2.2.1. A presente intenção recursória centra-se sobre o alegado erro de julgamento quanto ao enquadramento jurídico da causa em que terá incorrido a sentença sob escrutínio.
A mesma julgou procedente a presente execução de julgado [decisão arbitral de anulação de liquidações adicionais de 2009/2010 e 2011, retenção na fonte]. Em consequência e na parte, que ora releva, julgou procedente o pedido de juros indemnizatórios desde a data do pagamento indevido até à emissão da nota de crédito e julgou procedente o pedido de juros de mora desde a data limite do incumprimento espontâneo do julgado anulatório até à emissão da nota de crédito. Considerou, em síntese, o seguinte:
«No caso dos autos, a decisão transitou em julgado em 13.04.2015, data a partir da qual a AT dispunha de 30 dias para o seu cumprimento espontâneo, nos termos do n.º 3 do art.º 175.º do CPTA, o qual terminava em 26.05.2015. // Segundo o entendimento doutrinal, findo este prazo de 30 dias para a execução espontânea, sem que a AT tenha efetuado a devolução dos montantes indevidamente pagos, entrou em mora em relação ao atraso no cumprimento do julgado anulatório, mora que prolonga, coincidindo, a partir dessa data, com os juros indemnizatórios, até à emissão da nota de crédito. // Os juros de mora são cumuláveis com os juros indemnizatórios, no lapso de tempo referido, mas não incidem sobre estes. // Sobre esta questão já se pronunciou o TCAS no acórdão proferido no processo n.º 09163/15 de 18-02-2016 onde se estabeleceu que, «1) Nos termos do n.º 1, do artigo 43.º da LGT, «São devidos juros indemnizatórios quando se determine, em reclamação graciosa ou impugnação judicial, que houve erro imputável aos serviços de que resulte pagamento da dívida tributária em montante superior ao legalmente devido». // 2) O n.º 5 do artigo 43.º, introduzido pela Lei do Orçamento de Estado para 2012, corresponde a um regime excepcional, com evidente natureza sancionatória e compulsória, visando compelir a administração tributária a executar tempestivamente as decisões transitadas em julgado, o que é reclamado pelo direito à tutela judicial efectiva (art. 20.º, n.ºs 1 e 4, da CRP) que inclui o direito à execução (art. 2. º, n.º 1, do CPC). // 3) Estes juros de mora agravados são devidos relativamente ao período entre o termo do prazo de execução e a emissão da nota de crédito, pelo que é de concluir que, nos casos em que esteja em causa executar uma decisão e se trate de uma situação enquadrável no n.º 1, em que são devidos juros indemnizatórios, estes juros de mora serão cumuláveis com os indemnizatórios, pois estes são «contados desde a data do pagamento indevido do imposto até à data do processamento da respectiva nota de crédito, em que são incluídos. (art. 61.º, n.º5, do CPPT). » // Pelo exposto, podemos concluir que a inserção legal de que os juros de mora, nestas circunstâncias são pagos em dobro, deve ser entendida como uma medida sancionatória, imposta pelo legislador tributário, no atraso do cumprimento das decisões judiciais, por parte da administração».

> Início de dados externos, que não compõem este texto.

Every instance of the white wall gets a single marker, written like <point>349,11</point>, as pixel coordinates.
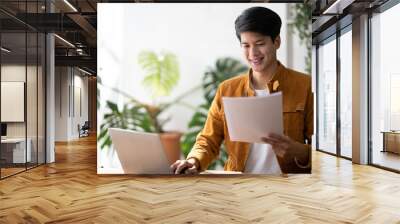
<point>69,82</point>
<point>198,34</point>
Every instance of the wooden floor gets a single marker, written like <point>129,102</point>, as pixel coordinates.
<point>70,191</point>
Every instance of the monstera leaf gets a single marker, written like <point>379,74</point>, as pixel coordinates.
<point>225,68</point>
<point>162,72</point>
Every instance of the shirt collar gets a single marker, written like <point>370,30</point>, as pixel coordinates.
<point>275,84</point>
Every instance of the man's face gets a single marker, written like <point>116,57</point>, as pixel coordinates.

2.2.2. A recorrente censura o veredicto que fez vencimento, assacando-lhe erro de julgamento quanto ao direito aplicável.
Apreciação. Não está em causa o cômputo do prazo em relação ao qual são devidos os juros de mora, nem o cômputo do prazo em relação ao qual são devidos os juros indemnizatórios. A questão colocada pelo presente recurso reside em saber se, no decurso do mesmo lapso temporal, os juros de mora e os juros indemnizatórios, que sejam devidos, são cumuláveis.
No caso de procedência, total ou parcial, de reclamações ou recursos administrativos, ou de processo judicial a favor do sujeito passivo, a Administração Tributária está obrigada à imediata e plena reconstituição da situação que existiria se não tivesse sido praticada a ilegalidade, compreendendo esta reconstituição «o pagamento de juros indemnizatórios, nos termos e condições previstos na lei» (artigo 100.º da LGT).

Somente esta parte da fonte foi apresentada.